Wijze: Hot standby: wanneer het cluster is geconfigureerd in de Hot Standby-modus, is één knooppunt actief en het tweede in stand-by. Dit neemt alleen over wanneer de primaire DHCP-server uitvalt. Je moet gebruiken wanneer je de partner nodig hebt als fouttolerantie.
Adressen gereserveerd voor stand-byserver: Betekent hoeveel adressen de stand-by kan leasen voordat hij de hele scope overneemt en actief wordt.
Statusomschakelingsinterval: verander na verloop van tijd> automatisch de status in Partner Down<.
Berichtverificatie inschakelen: maakt verificatie van clusterknooppunten mogelijk.

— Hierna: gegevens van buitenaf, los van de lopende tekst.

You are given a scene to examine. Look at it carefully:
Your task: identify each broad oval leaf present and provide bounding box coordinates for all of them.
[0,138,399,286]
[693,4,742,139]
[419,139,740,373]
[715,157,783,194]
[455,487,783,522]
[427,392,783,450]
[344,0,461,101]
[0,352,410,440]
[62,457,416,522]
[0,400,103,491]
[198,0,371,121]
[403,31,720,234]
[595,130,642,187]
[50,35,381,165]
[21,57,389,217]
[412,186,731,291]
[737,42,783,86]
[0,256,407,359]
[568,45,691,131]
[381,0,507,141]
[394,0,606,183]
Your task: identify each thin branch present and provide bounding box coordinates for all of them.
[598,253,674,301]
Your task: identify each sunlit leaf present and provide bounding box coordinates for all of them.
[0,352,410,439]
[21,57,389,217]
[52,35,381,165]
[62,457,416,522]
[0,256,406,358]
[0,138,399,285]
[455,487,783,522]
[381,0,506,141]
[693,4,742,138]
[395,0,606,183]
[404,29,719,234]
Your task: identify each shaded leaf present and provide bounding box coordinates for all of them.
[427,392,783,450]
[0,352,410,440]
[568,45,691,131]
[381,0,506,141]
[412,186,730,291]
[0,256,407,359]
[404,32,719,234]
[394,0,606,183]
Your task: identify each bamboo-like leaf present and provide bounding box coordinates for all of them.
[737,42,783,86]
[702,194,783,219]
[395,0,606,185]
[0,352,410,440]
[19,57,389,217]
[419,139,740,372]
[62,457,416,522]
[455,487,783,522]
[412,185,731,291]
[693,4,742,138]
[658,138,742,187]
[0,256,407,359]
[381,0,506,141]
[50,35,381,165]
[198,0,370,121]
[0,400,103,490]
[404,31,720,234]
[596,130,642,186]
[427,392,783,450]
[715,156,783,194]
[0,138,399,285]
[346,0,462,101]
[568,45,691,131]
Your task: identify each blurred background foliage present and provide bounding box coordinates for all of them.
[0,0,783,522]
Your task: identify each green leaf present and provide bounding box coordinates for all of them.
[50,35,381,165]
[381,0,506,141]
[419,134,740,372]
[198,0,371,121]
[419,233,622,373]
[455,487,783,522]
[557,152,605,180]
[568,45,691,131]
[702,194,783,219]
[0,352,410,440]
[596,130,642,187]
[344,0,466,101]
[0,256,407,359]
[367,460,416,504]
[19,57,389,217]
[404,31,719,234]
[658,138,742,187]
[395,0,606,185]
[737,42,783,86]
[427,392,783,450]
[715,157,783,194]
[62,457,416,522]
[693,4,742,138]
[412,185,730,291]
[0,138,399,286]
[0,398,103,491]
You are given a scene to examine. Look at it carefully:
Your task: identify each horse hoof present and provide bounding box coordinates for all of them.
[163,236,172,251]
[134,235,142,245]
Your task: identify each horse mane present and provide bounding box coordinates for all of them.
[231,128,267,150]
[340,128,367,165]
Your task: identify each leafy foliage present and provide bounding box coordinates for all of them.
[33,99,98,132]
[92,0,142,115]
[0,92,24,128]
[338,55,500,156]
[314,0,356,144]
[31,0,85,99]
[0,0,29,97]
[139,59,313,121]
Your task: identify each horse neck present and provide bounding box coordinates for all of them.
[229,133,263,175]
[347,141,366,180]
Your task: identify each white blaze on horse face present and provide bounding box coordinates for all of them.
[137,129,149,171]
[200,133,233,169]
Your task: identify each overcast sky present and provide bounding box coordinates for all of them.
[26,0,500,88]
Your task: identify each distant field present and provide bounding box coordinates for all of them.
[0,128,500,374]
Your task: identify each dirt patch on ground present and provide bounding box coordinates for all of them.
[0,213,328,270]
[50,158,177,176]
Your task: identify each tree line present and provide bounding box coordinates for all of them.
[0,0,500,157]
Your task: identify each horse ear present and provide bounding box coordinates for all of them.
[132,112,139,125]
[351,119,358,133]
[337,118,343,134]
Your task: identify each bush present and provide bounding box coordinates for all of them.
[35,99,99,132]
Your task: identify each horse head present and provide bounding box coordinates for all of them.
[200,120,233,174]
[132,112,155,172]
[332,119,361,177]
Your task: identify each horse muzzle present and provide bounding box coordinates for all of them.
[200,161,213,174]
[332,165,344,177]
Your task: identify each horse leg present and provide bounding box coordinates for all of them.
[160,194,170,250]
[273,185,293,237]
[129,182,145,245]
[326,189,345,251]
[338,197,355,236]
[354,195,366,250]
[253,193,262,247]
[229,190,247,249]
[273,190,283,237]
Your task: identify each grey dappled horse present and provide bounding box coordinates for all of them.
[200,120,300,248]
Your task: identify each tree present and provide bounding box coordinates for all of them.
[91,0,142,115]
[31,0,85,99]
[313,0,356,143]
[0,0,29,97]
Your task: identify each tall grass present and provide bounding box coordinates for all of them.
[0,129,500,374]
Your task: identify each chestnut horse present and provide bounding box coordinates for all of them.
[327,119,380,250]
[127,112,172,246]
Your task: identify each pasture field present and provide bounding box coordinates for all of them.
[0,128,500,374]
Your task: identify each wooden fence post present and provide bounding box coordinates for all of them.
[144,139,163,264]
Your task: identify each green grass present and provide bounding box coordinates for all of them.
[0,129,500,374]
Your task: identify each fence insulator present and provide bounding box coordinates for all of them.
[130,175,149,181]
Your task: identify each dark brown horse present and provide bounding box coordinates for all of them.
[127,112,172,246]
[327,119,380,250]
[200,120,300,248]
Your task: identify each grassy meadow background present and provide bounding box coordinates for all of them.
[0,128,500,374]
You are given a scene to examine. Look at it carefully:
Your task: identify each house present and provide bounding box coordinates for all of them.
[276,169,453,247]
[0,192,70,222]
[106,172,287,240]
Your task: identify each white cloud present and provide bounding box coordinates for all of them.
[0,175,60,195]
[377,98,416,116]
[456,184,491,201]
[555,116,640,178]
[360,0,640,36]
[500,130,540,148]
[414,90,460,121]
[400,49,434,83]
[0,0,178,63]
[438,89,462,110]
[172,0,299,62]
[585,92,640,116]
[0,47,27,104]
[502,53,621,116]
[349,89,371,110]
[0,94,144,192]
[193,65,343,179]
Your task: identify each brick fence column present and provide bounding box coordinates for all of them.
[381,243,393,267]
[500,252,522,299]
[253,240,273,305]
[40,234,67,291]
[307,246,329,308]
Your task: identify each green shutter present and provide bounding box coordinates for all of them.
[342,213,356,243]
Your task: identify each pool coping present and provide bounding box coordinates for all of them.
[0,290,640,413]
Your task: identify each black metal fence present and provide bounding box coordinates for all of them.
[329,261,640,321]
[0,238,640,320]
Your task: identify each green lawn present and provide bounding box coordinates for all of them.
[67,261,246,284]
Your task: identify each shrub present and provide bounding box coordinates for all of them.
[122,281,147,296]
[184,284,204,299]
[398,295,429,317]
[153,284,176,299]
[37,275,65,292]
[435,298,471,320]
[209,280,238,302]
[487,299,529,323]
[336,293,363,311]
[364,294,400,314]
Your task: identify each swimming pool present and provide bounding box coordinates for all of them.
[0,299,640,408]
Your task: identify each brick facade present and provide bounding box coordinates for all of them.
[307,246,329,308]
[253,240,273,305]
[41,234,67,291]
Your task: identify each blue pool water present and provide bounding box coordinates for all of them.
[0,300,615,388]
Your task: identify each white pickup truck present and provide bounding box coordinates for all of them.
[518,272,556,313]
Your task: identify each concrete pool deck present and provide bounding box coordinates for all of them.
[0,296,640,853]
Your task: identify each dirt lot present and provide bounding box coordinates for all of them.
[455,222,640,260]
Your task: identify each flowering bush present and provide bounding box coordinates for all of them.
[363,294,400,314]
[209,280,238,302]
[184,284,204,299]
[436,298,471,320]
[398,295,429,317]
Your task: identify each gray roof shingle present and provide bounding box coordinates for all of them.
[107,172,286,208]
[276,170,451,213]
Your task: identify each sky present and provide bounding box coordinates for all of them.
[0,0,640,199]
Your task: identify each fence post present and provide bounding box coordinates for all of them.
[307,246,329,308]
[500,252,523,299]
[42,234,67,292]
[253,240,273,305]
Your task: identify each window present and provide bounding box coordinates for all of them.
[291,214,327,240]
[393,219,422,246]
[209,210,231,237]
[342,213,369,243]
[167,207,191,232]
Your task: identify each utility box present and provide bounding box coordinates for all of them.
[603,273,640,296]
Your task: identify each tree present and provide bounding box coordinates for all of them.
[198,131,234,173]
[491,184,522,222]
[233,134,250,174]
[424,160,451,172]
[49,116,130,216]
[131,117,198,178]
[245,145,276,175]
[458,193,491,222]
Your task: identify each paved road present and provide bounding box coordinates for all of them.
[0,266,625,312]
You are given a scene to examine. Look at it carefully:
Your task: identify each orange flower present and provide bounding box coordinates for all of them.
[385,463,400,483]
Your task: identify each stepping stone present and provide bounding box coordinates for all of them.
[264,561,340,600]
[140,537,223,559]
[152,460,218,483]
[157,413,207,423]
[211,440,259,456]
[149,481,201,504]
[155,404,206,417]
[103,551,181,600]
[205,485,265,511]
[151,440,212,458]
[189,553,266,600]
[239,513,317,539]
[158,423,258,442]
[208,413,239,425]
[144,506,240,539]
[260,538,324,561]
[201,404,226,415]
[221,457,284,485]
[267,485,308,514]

Gedeeld geheim: Validatiewachtwoord dat het knooppunt identificeert als partners tegen elkaar.
22. Nadat u op "Next" hebt geklikt, ziet u een korte samenvatting van uw configuratie.
Afbeelding 14: Naam van uw failovercluster
Afbeelding 15: Naam van uw failovercluster
23. Klik op 'Voltooien', waarna de clusterconfiguratie start.
24. Klik in de DHCP MMC rechts op de Scope en forceer een replicatie door te klikken op "Replicate Failover Scope" en vervolgens op de refresh-knop of druk op F5.
Figuur 16: Failoverbereik
repliceren 25. Controleer de configuratie op het failoverknooppunt. Als de configuratie correct is, bent u klaar.
Afbeelding 17: Controleer de configuratie op het failoverknooppunt.